The strengths of our study are its prospective, randomized design and the inclusion of a typical cohort of patients with T2DM. One of the limitations of this study is the absence of “masked” baseline continuous glucose monitoring data to compare with the real-time information. However, it has been shown that unmasking patients with T1DM resulted in marked improvement in glycemic control.25 Another limitation is the absence of post-prandial blood glucose data in the SMBG group, which would be a fairer comparison and has been shown to improve A1C more than preprandial testing as well as cause a greater reduction in carotid intima-media thickness.26 But the study reflects “real-world” conditions in which subjects did not even comply with testing four times per day as required by the study design. Nevertheless, the number of times per day that those in the SMBG group actually tested is greater than is typical for most patients with T2DM who are not on prandial insulin. A further limitation of our study is the absence of self-care data. Future studies should evaluate whether or not postprandial SMBG, when used as a “learning” tool, is comparable to RT-CGM in its ability to improve glycemic control.

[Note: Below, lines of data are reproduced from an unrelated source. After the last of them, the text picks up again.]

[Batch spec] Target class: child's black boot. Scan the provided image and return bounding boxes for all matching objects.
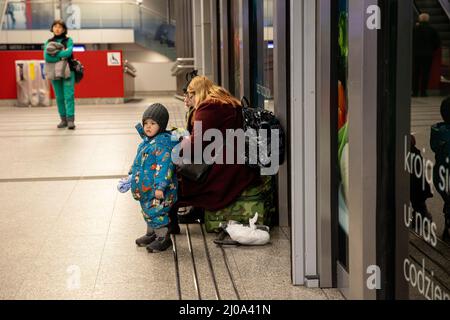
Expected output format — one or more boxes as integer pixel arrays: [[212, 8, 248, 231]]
[[147, 227, 172, 253], [136, 226, 157, 247]]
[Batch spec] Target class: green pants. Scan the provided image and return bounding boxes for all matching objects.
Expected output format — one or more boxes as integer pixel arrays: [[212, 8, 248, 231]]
[[52, 71, 75, 118]]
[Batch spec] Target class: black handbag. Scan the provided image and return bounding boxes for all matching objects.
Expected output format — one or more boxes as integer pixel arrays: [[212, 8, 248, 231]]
[[177, 164, 213, 183]]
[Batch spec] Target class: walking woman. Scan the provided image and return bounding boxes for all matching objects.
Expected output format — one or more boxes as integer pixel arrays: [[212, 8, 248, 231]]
[[44, 20, 75, 130]]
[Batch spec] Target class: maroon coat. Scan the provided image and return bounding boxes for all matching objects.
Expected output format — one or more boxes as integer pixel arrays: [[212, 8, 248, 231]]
[[179, 100, 260, 211]]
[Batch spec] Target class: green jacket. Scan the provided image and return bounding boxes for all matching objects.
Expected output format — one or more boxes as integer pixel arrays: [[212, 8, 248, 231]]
[[44, 38, 73, 63]]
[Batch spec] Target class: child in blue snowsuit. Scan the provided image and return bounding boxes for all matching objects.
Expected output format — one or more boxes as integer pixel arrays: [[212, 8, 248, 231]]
[[119, 104, 178, 252]]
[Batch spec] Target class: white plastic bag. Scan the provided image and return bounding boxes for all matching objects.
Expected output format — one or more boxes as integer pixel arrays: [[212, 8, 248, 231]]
[[226, 213, 270, 246]]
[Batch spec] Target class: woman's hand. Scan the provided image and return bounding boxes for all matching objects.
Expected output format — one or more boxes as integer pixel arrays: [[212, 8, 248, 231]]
[[155, 190, 164, 200]]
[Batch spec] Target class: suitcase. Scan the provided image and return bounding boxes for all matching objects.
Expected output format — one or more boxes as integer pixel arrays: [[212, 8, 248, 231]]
[[205, 176, 275, 233]]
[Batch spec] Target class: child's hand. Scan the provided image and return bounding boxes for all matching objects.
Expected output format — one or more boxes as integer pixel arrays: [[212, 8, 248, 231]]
[[155, 190, 164, 200]]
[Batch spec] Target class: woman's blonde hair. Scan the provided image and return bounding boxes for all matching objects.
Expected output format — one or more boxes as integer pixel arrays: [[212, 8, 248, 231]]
[[187, 76, 241, 108]]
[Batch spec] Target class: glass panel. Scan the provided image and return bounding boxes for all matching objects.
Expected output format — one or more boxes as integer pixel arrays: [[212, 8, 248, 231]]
[[229, 0, 242, 97], [252, 0, 276, 111], [402, 12, 450, 300], [337, 0, 349, 272]]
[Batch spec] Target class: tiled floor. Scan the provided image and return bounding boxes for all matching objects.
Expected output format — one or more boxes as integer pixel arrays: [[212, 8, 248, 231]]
[[0, 97, 342, 299]]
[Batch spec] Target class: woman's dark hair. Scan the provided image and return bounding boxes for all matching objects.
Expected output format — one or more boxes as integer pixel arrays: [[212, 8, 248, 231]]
[[50, 19, 67, 36], [441, 97, 450, 124]]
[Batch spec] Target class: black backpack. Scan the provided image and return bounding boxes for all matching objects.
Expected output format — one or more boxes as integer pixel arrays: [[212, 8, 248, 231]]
[[61, 38, 84, 83], [241, 97, 285, 168]]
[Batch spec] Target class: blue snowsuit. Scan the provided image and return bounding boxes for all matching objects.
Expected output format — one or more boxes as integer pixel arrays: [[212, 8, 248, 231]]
[[130, 124, 178, 229]]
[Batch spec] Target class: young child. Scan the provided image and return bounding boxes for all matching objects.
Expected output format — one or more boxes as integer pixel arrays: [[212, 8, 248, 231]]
[[119, 104, 178, 253]]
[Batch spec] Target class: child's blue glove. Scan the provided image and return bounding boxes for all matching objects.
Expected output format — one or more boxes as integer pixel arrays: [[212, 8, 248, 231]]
[[117, 175, 132, 193]]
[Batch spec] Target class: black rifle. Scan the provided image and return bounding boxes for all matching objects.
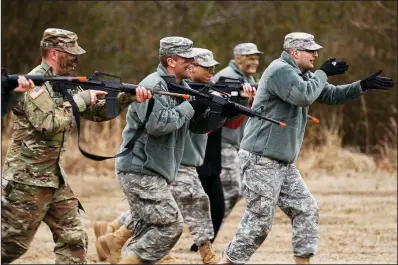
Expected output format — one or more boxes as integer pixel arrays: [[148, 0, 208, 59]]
[[187, 76, 258, 102], [1, 71, 189, 161], [163, 76, 286, 127], [1, 69, 189, 118], [187, 76, 319, 123]]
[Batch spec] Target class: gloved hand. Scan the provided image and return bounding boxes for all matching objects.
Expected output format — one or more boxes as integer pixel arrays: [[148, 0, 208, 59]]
[[221, 102, 239, 118], [360, 70, 394, 91], [319, 58, 349, 76]]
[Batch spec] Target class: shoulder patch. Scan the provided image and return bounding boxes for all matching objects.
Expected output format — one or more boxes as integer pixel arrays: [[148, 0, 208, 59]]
[[29, 86, 44, 99]]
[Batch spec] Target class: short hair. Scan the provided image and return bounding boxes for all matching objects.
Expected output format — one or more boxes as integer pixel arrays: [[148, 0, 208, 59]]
[[159, 55, 180, 67], [40, 48, 51, 58], [283, 48, 295, 54]]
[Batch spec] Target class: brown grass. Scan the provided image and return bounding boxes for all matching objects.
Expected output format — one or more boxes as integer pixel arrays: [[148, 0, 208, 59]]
[[2, 109, 397, 176]]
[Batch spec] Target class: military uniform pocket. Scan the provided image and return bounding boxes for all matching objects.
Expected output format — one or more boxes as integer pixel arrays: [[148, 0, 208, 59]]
[[245, 188, 275, 216]]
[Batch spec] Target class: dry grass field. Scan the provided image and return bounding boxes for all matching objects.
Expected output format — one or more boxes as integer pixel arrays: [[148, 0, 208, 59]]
[[8, 168, 397, 264], [2, 112, 397, 264]]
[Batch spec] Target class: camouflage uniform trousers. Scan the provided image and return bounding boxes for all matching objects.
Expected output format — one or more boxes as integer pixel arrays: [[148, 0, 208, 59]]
[[220, 141, 242, 220], [170, 165, 214, 246], [118, 165, 214, 246], [225, 150, 319, 264], [1, 179, 88, 264], [117, 172, 183, 263]]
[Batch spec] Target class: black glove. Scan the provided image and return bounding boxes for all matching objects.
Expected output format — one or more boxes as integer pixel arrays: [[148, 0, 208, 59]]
[[221, 102, 239, 118], [319, 58, 349, 76], [361, 70, 394, 91], [189, 100, 208, 117]]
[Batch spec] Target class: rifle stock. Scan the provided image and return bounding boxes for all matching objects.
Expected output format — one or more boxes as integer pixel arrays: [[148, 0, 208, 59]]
[[164, 78, 286, 127]]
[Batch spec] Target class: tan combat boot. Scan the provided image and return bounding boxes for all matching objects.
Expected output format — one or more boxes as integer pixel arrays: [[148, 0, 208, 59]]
[[156, 254, 189, 264], [98, 226, 132, 264], [94, 219, 120, 261], [94, 219, 120, 239], [217, 256, 232, 264], [118, 253, 143, 264], [294, 257, 310, 264], [199, 241, 218, 264]]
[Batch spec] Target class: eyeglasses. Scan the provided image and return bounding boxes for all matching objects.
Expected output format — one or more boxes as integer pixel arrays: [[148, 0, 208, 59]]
[[54, 49, 80, 63], [192, 63, 216, 75], [297, 49, 319, 55]]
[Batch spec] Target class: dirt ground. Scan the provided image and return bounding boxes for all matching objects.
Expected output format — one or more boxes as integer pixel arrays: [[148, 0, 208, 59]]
[[11, 170, 397, 264]]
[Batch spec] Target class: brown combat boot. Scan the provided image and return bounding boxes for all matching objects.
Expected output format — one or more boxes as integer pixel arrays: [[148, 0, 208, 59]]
[[98, 226, 131, 264], [118, 253, 143, 264], [217, 256, 233, 264], [94, 219, 120, 239], [294, 257, 310, 264], [156, 254, 189, 264], [94, 219, 120, 261], [199, 241, 218, 264]]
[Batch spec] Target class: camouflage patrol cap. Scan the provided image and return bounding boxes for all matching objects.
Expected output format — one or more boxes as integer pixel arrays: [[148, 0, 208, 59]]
[[283, 32, 323, 51], [40, 28, 86, 55], [193, 48, 220, 67], [159, 36, 201, 58], [234, 43, 263, 57]]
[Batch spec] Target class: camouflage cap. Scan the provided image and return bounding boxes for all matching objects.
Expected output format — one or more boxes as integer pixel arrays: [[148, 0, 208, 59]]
[[283, 32, 323, 51], [40, 28, 86, 55], [193, 48, 220, 67], [234, 43, 263, 57], [159, 37, 201, 58]]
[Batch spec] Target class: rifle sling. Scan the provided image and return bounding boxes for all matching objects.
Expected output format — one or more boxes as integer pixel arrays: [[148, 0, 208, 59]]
[[60, 88, 155, 161]]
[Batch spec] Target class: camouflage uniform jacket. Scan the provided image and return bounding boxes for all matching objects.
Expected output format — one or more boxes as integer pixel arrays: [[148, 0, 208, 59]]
[[240, 52, 362, 163], [116, 64, 222, 183], [212, 60, 255, 148], [3, 62, 135, 188]]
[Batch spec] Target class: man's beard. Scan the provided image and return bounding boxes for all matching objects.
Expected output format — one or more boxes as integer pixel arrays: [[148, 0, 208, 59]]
[[58, 53, 77, 75]]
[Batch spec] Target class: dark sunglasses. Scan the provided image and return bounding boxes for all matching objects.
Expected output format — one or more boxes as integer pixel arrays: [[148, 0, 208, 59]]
[[297, 49, 319, 55], [193, 63, 216, 75]]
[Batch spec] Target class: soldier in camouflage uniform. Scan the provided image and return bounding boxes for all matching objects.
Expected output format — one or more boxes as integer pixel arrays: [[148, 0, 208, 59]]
[[219, 32, 391, 264], [1, 28, 148, 264], [94, 48, 225, 264], [212, 43, 263, 220], [101, 37, 227, 264], [1, 76, 35, 118]]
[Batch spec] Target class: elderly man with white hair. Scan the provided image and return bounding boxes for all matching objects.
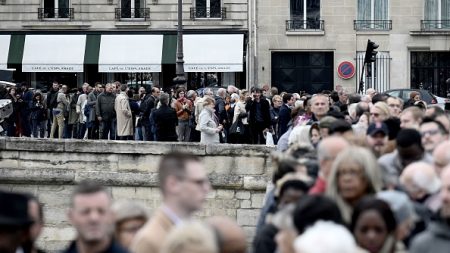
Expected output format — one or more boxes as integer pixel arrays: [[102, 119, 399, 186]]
[[400, 162, 441, 212], [433, 141, 450, 174]]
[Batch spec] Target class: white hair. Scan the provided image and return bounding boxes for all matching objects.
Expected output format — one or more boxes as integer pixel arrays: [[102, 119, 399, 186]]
[[294, 221, 358, 253], [288, 125, 312, 147]]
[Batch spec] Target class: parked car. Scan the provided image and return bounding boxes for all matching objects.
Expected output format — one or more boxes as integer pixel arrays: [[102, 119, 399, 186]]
[[384, 89, 448, 109]]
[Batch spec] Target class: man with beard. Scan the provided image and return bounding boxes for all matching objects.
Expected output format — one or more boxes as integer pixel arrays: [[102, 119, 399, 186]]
[[63, 181, 127, 253], [410, 166, 450, 253], [367, 122, 389, 158]]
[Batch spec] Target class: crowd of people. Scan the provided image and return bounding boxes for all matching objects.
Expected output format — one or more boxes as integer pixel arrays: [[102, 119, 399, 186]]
[[0, 81, 450, 253]]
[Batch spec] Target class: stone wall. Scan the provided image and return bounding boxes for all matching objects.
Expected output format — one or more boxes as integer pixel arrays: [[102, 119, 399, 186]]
[[0, 138, 272, 251]]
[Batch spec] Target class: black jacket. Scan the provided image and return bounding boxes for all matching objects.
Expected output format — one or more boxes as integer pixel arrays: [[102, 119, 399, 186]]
[[62, 241, 129, 253], [96, 92, 116, 120], [278, 104, 291, 136], [246, 97, 271, 128], [152, 105, 178, 141]]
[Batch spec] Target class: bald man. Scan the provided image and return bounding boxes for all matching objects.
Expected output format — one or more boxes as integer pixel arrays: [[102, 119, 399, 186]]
[[409, 166, 450, 253], [400, 162, 441, 212], [309, 136, 350, 194], [433, 141, 450, 175]]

In summary, this is the first randomized controlled trial to demonstrate a clinically meaningful reduction in A1C using RT-CGM in T2DM patients not on prandial insulin. Our data suggest that most patients with T2DM with A1C ≥ 7.0 may benefit from short-term RT-CGM use and that the result is achievable without an increase in the number or dose of hypoglycemic medications. If our results are confirmed, this technique might be employed routinely in a typical diabetes clinic population as a safe and effective nonpharmacologic intervention. Further studies are currently underway to determine if the benefit of short-term RT-CGM use causes long-term improvement in glycemic control.
We are indebted to the dedicated research staff and subjects who participated in this clinic research project.
DexCom, Inc. provided financial and in-kind support for this investigator-initiated study.
The opinions expressed in this paper reflect the personal views of the authors and not the official views of the United States Army or the Department of Defense.